Beliau telah menunaikan amanat Allah yang beliau pikul. Dengan mengajak berjihad, dan
meninggalkan atsar yang baik, dan tetap dengan keilmuannya.

Dan senantiasa kita mendengar dari mereka yang menjabat kepemimpinan, mereka mengklaim
kami telah memperbaiki sesuatu, kami telah berbuat sesuatu, kami membangun sesuatu. Namun
itu hanyalah klime saja, dan janji palsu saja, mereka menjalankan khilafah dhahirah dengan tidak
benar. Namun Kiai Hasyim yang membawa khilafah batinah senantiasa tetap dalam nilai-nilai
luhur sebagaimana diajarkan dan diteladankan Rasulullah. Untuk memadukan hati umat Islam,
menyatukan umat, menjaga dari perpecahan dan pertikaian.

Hendaknya kita semua harus menyadari bahwa kenabian yang diwariskan kepada umat ini (ilmu
dan khilafah bathiniyah), lebih mulia dari khilafah dhahirah tanpa diimbangi dengna khilafah
batinah.

Di dalam peneladanannya kepada Rasulullah bisa mencontoh rasul secara langsung. Keadaan
beliau meneladani Rasulullah nmgajak mengayomi, wahai para pemimpin, wahai para
masyarkaat, petani, kami tidak akan mundur, apapun profesi kalian, datanglah ke sini, untuk
menuntut ilmu, sebab ilmu itu didatangi, bukan mendatangi.

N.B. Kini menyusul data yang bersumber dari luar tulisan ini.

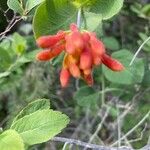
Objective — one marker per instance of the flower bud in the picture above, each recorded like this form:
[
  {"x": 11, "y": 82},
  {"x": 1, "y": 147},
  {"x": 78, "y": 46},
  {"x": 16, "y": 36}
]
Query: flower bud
[
  {"x": 73, "y": 27},
  {"x": 58, "y": 49},
  {"x": 64, "y": 77},
  {"x": 86, "y": 36},
  {"x": 89, "y": 79},
  {"x": 111, "y": 63},
  {"x": 85, "y": 60},
  {"x": 77, "y": 40},
  {"x": 70, "y": 49},
  {"x": 74, "y": 70},
  {"x": 97, "y": 46},
  {"x": 49, "y": 40}
]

Wajiblah bagi kita semua bahwa nahdlah (kebangkitan) itu mengajak kepada Allah, bukan
mengajak kepada selain Allah, dan kembali kepada pondasinya, yaitu ikhlas kepada Allah,
bersikap dengan akhlak yang luhur, dan menjaga kesatuan.

Kami melihat Kiai Hasyim menukil dari Sayyidina Ali, bahwa yang haq bisa menjadi lemah
dengan para ahli haq terpejah belah, dan sebaliknya. Kita berterimakasih kepada pengasuh
Ma’had, dzurriyah kiai hasyim ini... juga para hadirin yang telah datang.